Marine Le Pen condamnée, un avenir incertain pour sa candidature présidentielle
A la cour d’appel de Paris, Marine Le Pen a été reconnue coupable de détournements de fonds publics européens, ce qui soulève des questions sur sa candidature à l’élection présidentielle de 2027, rapporte TopTribune.
Le jugement a été prononcé à 13h30, avec la juge soulignant que « les faits sont graves ». Marine Le Pen, leader du Rassemblement national (RN), écope de trois ans de prison, dont un an à purger sous surveillance électronique, et 45 mois d’inéligibilité. Cependant, elle pourrait théoriquement se présenter à la prochaine présidentielle, prenant en compte qu’elle a déjà purgé 15 mois de l’inéligibilité.

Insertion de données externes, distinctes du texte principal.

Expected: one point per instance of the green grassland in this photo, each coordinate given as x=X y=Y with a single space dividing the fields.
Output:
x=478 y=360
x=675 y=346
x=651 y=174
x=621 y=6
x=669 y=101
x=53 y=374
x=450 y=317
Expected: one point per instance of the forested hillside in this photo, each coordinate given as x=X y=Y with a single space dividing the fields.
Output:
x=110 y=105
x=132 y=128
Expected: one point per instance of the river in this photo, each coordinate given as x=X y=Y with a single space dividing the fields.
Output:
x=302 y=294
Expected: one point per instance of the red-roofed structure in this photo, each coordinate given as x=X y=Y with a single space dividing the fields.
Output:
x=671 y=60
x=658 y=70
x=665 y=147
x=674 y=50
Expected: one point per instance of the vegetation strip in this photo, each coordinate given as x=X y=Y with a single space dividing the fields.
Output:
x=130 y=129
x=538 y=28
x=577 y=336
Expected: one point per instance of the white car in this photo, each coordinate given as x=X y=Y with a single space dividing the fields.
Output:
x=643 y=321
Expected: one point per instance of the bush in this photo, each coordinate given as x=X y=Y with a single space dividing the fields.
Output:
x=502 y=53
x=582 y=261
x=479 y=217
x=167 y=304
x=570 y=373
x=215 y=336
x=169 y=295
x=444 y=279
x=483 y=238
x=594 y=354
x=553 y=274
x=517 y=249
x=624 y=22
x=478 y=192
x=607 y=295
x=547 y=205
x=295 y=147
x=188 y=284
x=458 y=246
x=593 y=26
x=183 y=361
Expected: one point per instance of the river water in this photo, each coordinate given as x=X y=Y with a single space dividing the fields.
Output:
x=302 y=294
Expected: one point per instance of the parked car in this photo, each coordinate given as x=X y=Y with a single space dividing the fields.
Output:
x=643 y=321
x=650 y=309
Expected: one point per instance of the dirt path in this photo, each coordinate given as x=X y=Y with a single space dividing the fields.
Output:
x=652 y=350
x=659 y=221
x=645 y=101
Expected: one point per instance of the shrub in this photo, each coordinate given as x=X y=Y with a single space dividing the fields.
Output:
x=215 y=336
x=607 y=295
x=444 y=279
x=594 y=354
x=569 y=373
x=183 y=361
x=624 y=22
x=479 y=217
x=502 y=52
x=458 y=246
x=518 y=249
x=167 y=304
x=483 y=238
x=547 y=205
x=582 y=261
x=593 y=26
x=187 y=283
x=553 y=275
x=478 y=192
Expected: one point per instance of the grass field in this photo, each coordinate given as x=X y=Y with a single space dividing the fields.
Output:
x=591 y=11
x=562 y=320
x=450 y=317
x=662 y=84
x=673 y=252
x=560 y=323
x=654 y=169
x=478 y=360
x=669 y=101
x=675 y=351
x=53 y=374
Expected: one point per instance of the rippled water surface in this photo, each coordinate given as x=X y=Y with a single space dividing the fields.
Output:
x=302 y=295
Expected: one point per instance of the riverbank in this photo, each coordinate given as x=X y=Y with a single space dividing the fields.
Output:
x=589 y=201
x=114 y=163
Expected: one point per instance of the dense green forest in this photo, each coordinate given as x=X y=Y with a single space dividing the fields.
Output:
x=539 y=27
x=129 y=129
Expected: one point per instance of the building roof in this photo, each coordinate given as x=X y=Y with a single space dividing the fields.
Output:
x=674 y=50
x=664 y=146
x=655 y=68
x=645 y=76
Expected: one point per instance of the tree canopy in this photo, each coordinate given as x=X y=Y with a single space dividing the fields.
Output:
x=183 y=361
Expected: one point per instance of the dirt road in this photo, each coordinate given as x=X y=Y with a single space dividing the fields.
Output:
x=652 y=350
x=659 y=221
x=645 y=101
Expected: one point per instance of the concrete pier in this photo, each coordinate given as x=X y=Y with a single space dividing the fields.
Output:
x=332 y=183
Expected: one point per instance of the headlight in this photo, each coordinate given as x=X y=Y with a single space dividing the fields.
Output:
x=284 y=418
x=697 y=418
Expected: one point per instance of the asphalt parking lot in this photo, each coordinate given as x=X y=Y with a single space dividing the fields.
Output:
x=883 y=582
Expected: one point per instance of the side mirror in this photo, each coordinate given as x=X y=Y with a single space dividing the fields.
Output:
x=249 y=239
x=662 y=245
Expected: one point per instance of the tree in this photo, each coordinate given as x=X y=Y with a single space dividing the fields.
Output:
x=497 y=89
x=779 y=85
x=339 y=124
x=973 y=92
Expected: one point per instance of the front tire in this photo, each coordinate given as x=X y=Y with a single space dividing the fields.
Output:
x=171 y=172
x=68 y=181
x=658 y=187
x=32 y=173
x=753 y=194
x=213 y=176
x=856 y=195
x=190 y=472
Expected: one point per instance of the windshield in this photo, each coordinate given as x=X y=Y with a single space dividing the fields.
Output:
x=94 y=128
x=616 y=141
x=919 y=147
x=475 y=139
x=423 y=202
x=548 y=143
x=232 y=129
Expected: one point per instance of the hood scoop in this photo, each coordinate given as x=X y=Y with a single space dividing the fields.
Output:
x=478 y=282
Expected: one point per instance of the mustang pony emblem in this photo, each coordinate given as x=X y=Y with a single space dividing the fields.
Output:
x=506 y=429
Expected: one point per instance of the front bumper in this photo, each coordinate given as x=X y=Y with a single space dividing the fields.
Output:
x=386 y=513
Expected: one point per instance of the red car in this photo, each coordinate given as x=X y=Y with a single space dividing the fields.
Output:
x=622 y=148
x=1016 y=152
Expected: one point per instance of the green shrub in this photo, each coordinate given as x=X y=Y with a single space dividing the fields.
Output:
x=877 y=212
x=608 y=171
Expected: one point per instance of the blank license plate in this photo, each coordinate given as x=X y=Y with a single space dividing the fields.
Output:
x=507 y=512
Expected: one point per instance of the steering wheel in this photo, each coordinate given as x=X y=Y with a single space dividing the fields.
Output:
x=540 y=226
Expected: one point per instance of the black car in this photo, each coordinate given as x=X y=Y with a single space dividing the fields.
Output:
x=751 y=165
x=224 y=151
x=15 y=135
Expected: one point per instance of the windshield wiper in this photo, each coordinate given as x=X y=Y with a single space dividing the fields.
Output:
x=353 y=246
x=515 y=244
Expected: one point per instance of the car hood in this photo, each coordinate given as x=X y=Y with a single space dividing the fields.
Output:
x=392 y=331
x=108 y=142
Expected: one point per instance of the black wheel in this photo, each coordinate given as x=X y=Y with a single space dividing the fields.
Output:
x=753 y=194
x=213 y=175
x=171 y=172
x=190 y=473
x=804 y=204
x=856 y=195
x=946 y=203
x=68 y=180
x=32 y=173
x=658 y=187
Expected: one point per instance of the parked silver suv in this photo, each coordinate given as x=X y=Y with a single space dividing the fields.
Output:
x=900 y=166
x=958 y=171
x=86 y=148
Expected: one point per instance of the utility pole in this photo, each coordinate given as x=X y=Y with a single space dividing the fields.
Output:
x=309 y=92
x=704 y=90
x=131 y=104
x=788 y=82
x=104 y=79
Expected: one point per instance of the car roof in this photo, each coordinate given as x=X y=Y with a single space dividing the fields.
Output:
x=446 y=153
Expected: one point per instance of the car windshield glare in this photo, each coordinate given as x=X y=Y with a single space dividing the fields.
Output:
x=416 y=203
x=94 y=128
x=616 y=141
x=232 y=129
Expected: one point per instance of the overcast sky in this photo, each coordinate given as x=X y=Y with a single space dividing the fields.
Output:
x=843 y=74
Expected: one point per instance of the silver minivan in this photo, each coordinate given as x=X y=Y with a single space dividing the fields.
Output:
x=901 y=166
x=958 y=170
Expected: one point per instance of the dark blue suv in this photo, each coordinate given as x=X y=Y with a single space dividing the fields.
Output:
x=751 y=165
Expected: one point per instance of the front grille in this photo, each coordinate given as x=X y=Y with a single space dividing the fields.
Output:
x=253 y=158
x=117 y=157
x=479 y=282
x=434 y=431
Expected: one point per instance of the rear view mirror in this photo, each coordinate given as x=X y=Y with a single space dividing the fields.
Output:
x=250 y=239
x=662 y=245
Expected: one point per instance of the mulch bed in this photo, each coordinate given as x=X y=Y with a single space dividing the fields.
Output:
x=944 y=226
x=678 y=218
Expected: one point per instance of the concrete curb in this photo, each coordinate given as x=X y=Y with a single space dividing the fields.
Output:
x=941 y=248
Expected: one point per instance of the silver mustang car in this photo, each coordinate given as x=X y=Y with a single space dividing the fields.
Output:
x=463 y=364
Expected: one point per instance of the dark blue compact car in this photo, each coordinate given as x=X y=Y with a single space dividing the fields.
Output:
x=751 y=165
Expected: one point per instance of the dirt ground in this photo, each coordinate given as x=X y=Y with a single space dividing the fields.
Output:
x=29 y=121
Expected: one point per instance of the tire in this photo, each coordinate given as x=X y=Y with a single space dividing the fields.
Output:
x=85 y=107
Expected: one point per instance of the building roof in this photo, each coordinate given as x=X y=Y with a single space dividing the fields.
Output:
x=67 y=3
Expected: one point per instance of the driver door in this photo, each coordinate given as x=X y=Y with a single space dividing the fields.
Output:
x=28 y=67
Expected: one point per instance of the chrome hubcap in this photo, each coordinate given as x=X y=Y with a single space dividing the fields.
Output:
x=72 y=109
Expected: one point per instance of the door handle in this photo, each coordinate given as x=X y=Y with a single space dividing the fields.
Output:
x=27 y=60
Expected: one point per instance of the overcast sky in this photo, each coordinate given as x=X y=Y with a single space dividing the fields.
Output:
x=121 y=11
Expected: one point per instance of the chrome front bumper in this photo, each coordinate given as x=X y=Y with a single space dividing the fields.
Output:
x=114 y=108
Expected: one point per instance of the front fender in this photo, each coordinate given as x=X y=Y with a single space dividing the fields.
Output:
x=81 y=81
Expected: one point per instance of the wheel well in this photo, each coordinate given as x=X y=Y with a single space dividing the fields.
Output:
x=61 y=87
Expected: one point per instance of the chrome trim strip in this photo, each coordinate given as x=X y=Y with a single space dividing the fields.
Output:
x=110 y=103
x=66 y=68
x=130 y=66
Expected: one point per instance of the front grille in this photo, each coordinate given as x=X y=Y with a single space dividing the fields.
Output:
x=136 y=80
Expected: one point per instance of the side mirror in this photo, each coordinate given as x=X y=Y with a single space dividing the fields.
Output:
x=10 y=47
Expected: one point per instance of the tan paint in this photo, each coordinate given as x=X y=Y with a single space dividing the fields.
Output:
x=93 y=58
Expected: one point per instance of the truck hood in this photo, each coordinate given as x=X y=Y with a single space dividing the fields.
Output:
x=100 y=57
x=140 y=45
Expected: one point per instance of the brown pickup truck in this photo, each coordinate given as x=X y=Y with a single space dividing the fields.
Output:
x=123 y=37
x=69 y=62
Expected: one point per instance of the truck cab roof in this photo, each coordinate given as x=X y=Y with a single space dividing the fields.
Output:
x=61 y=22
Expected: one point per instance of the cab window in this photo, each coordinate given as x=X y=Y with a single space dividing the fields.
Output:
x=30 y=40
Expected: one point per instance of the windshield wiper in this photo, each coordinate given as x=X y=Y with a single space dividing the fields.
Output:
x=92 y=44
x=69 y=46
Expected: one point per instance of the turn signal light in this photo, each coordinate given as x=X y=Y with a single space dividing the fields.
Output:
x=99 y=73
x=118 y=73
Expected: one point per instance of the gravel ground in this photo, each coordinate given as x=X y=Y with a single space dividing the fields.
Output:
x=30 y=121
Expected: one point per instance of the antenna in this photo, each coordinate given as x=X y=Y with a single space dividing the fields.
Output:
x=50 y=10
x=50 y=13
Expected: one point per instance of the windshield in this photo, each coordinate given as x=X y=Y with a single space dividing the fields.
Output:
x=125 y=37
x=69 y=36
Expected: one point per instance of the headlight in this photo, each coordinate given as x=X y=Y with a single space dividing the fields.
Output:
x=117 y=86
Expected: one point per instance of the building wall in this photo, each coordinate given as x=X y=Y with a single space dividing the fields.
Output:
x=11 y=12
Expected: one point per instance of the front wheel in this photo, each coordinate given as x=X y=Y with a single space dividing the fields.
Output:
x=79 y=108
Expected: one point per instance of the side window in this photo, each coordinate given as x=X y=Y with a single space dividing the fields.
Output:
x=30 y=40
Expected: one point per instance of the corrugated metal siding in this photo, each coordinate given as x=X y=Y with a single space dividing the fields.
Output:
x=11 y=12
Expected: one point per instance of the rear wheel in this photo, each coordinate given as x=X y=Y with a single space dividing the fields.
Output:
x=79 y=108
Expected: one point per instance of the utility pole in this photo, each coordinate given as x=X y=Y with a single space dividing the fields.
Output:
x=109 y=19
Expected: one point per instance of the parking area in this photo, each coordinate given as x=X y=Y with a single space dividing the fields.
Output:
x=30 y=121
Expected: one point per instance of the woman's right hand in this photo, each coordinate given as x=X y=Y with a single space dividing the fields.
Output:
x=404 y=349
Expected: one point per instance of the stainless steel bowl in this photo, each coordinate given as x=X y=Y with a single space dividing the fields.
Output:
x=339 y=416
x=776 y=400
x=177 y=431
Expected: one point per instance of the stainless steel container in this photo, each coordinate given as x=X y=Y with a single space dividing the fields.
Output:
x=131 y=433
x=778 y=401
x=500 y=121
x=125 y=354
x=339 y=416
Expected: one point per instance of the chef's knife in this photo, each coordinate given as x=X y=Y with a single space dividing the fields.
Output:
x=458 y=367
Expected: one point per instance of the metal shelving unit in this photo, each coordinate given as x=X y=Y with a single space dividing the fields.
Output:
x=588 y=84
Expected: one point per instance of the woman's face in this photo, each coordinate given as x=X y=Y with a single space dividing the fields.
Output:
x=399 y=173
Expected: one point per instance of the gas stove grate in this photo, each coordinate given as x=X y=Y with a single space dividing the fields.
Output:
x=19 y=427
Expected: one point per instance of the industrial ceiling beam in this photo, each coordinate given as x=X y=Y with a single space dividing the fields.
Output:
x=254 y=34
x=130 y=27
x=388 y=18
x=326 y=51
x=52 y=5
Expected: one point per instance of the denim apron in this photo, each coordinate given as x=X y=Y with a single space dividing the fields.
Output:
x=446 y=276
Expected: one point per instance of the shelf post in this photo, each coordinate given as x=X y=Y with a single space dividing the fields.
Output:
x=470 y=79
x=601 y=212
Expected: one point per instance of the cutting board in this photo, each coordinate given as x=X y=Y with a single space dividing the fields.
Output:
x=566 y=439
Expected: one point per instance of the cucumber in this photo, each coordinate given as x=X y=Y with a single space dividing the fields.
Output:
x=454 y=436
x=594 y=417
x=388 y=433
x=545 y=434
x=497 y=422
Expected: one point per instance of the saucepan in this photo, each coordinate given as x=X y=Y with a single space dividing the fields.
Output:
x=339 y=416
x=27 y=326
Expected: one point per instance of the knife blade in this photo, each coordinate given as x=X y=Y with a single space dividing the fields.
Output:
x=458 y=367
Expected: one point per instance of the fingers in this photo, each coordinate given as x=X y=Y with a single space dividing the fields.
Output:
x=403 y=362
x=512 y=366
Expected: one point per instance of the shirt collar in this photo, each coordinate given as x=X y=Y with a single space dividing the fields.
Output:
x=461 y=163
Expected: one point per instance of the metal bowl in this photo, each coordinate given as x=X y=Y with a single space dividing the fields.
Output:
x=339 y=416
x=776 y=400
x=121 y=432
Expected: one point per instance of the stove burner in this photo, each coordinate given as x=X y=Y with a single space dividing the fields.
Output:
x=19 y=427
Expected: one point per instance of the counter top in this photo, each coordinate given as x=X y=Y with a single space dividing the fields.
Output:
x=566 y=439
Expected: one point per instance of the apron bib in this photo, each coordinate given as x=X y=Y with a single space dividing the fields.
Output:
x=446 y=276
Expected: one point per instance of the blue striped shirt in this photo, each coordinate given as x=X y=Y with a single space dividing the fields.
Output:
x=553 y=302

La décision de la cour a suscité des réactions au sein du RN. Bien que la députée du Pas-de-Calais soit désormais contrainte d’envisager une campagne potentielle sous bracelet électronique, elle a affirmé qu’elle ne jouerait pas cette carte. En effet, elle a déclaré précédemment : « Quand on est un candidat à la présidentielle, il faut être totalement libre de ses mouvements ».
Conséquences politiques au RN
Après l’annonce de sa peine, Marine Le Pen a montré une apparente sérénité, mais des discussions intenses ont eu lieu dans la salle d’audience. Son avocat, Rodolphe Bosselut, a noté un changement positif concernant l’inéligibilité, ce qui laisse entrevoir des perspectives pour sa carrière politique.
Une réunion de crise a été convoquée au siège du RN, impliquant des figures clés, dont Jordan Bardella. Le parti doit désormais évaluer la compétitivité de Marine Le Pen face à un potentiel transfert de pouvoir au sein de la direction. Alors que les enjeux se dessinent pour l’élection présidentielle, le discours et la stratégie du RN en seront profondément influencés.
La position de Marine Le Pen, liée à une condamnation, pourrait donc influencer non seulement sa campagne mais aussi l’ensemble du paysage politique français, alors que les électeurs commencent à se projeter vers les élections de 2027.